We also don’t have the problem of security regulations requiring you to have different permission levels. Imagine having trained an AI on everything you know, but then you have to ask the questions as if you didn’t know that. I explain: in certain fields, like healthcare or government, you are not always allowed to access all the information, all the time.

You can only use part of it, and you have to ask the questions with only the data you know. Our approach can filter the database with only what you are allowed to know, before sending it to the AI. In the other scenario you will get answers with information that shouldn’t be there, as you trained the model with everything.

Another reason why private AI is better is that it is more auditable. If you ask a question and don’t like the results, you’d like to know why the answer was wrong. And now you can see exactly why. Instead, if you have a previously trained AI, it becomes a black box. You don’t understand why AI gave you the answer you got.

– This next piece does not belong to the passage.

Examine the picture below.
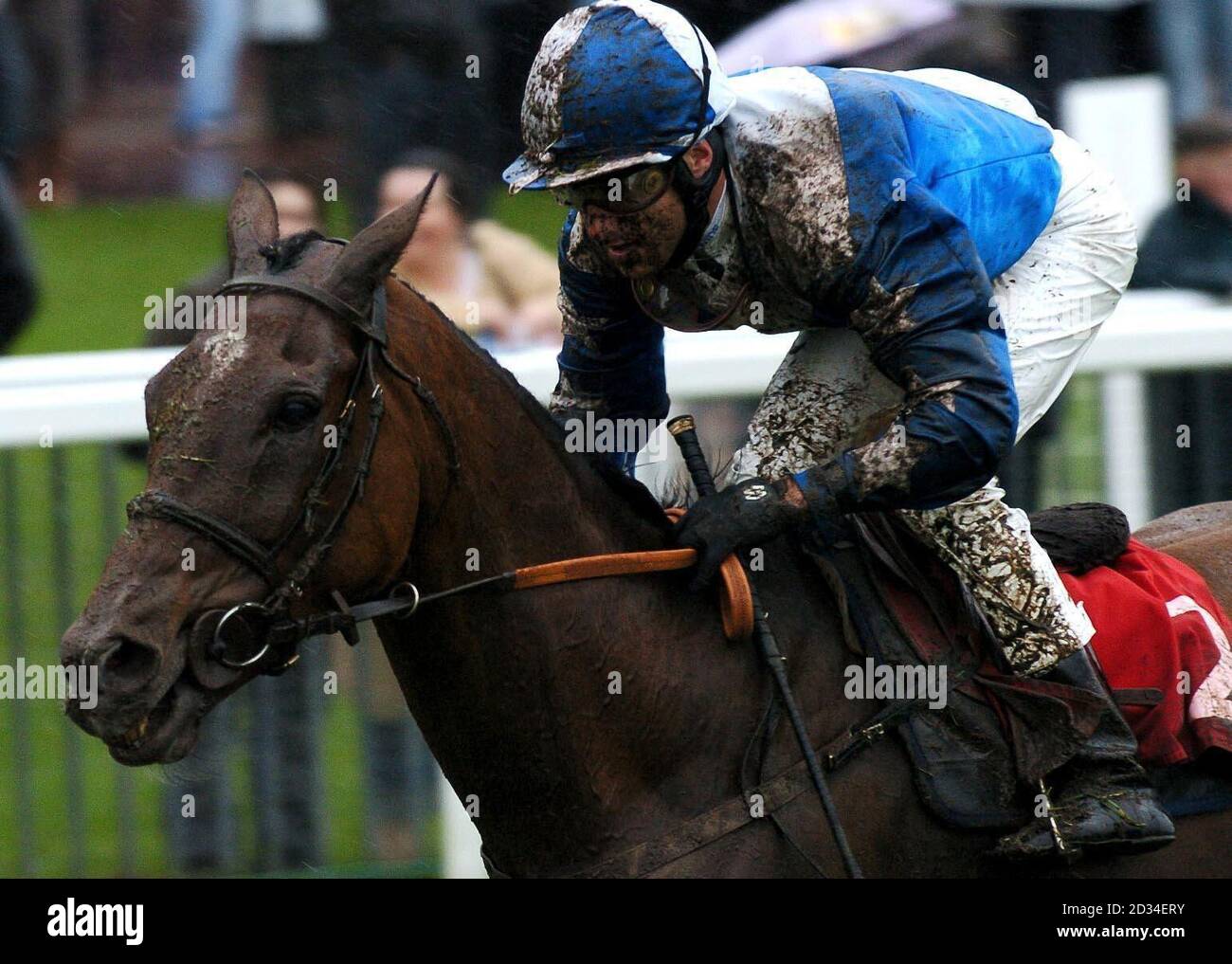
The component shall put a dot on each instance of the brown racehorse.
(513, 690)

So, in most circumstances, private AI is better. There are certain cases when you want pre-train an AI, but most of us work with changing data, where the information is not the same as last year. We, as humans adapt to change all the time.

The things we believed yesterday are no longer valid. Maybe because they have become illegal, or the circumstances have changed, or they are socially unacceptable or simply we find out they are wrong. We discard past information all the time. And AI doesn’t know how to do that.

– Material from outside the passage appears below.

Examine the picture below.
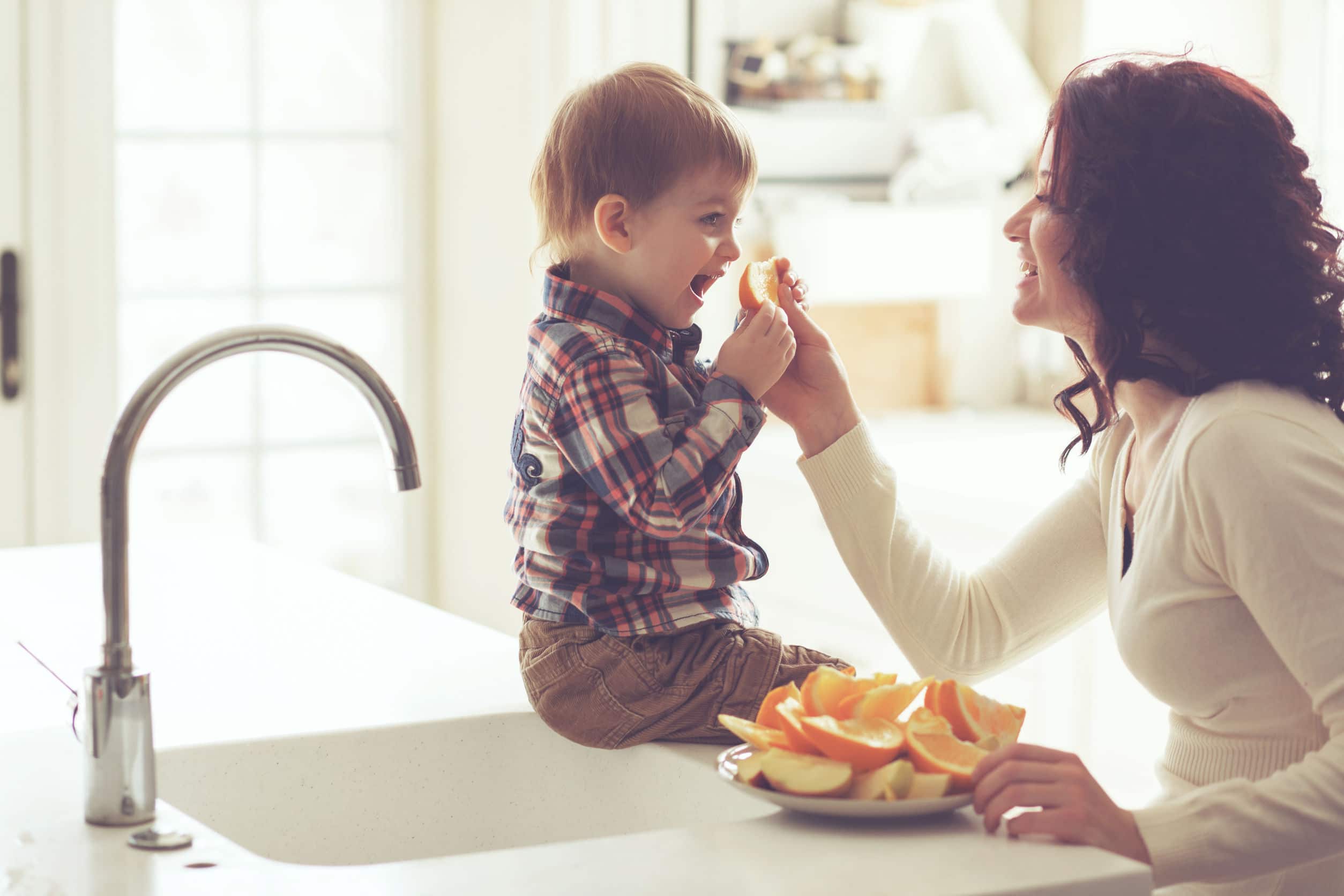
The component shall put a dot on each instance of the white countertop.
(244, 643)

And because businesses are in a state of constant flux, this represents a problem when using pre-trained AI systems.

What kind of impact will AI have on the employment?

People are concerned about this. They are worried that AI will increase unemployment, by replacing people, and put them out of work. I believe that, instead, AI will increase the number of jobs.

We have a few years to digest what to do with AI and find its place in the workplace

That we will need more human labour in the AI world, than we had beforehand. That there will be more jobs using AI, writing AI, interacting with AI and the other jobs will simply become more powerful, because of the fact that they are being accompanied by AI.

I think we are going to be able to create far more. But our appetite for achievement will not stop. Every time you have given humanity a new tool, whether it is a wrench, a bicycle, a computer or a calculator…every tool you give us, we just decide we want to do more with it. Every time there is a new invention, we decide that we want to do more. And we grow the demand, so I think we will have room for full employment with AI.

Anyway, this past year has been exhilarating but I think we are going to slow down now. We are going to apply AI to specific jobs and practical things. We have a few years of digesting what to do with AI and find its place in the workplace.

Some technologies don’t have much substance, but I think this one does. There is real value in AI.